June 2-August 5, 2012
Four Seasons takes visitors on a visual journey through the diverse scenes and activities that characterize a year. Drawn from the Benton’s collection of late 19th- to late 20th-century American art, the works in this exhibition reflect the artists’ enduring interest in the surrounding world and a lasting tradition of defining American identity in time and place. Among the featured artists are Reginald Marsh, Maurice Prendergast, Winslow Homer, and Fairfield Porter.
American fascination with the landscape has generally expressed itself in rural settings, but the urban environment has provided inspiration as well. Spring in the City, a wood engraving after Winslow Homer, offers one example. Although Homer is best known for his seascapes, he began his career as an illustrator working in New York City. Originally published in the April 17, 1858 issue of Harper’s Weekly, Spring in the City is an urban scene and among the earliest works included in the exhibition. It is joined by five other Homer wood engravings also from the famous New York journal.

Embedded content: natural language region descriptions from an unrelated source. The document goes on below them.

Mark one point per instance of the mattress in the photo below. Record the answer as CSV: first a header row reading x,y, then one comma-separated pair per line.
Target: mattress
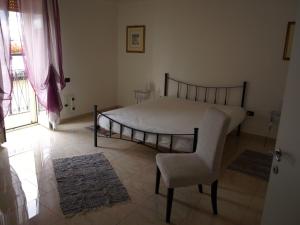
x,y
168,115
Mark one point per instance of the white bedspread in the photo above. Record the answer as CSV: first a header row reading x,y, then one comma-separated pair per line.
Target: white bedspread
x,y
167,115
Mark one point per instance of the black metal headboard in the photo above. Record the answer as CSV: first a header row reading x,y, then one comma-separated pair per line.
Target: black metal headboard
x,y
206,90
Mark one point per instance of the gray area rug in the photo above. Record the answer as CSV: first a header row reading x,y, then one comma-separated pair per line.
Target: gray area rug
x,y
253,163
87,182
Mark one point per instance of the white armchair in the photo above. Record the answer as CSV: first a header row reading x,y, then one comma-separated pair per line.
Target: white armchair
x,y
201,167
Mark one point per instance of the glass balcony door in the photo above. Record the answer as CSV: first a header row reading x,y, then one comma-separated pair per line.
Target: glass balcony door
x,y
23,105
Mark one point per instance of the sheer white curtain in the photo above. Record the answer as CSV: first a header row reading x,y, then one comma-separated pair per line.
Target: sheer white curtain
x,y
41,42
5,75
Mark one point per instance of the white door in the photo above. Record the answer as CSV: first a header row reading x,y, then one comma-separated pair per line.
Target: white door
x,y
282,205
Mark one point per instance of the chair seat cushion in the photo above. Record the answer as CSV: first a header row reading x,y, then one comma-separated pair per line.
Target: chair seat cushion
x,y
178,170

Outdoor editorialist Hal Borland wrote, April is a promise that May is bound to keep, a sentiment embodied in Frank Alfred Bicknell’s painting April Morning (ca. 1920s). It transforms the hope for warm days into pastel tones. In Unfolding Year (1924), Carleton Wiggins presents his version of springtime optimism in the form of a flock of sheep grazing in a verdant pasture. Landscape (1891) by Robert William Vonnoh has the warm tones of a summer afternoon, with strong sun and saturated colors. The same attention to the effects of light on the landscape during a long summer’s day appears in Sunset and Lilies (1960) by Fairfield Porter.
“Autumn is a second spring where every leaf is a flower,” remarked Nobel Laureate Albert Camus, and many artists have shared his delight in the beauty of the fall season. Among them is Maurice Prendergast, whose watercolor Early Fall, New Hampshire (ca. 1912) is dominated by brightly colored trees that dwarf both the houses and the horse and carriage that compete for the viewer’s attention. The rich reds and deep oranges that characterize Landscape (ca. 1890) by William Louis Sonntag remind us of the warmth of an autumn day.

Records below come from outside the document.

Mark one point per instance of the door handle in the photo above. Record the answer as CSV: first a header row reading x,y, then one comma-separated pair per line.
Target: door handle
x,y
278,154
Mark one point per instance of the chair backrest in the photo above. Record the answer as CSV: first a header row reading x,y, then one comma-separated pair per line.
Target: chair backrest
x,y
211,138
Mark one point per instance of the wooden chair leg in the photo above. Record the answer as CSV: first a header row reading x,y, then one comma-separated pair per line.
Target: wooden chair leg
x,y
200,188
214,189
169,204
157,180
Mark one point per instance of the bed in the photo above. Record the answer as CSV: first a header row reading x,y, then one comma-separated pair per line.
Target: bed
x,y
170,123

In the painting Mantle of Winter (1924), Guy C. Wiggins, son of Carleton Wiggins, depicts the solitary and mysterious nature of winter. The painting mimics a thick layer of snow that covers the countryside revealing the contours of the land but not what lies beneath. Contemporary artist Lori Nix, who credits 19th-century landscape painting as an important influence, reflects on the dangers of winter in her photograph Ice Storm (1999). The subject here is not an actual landscape, but a constructed scene built from models and miniatures.
The four seasons have been an artistic theme dating back to the Middle Ages. It speaks to the yearly renewal of the natural world and the cycle of human experience.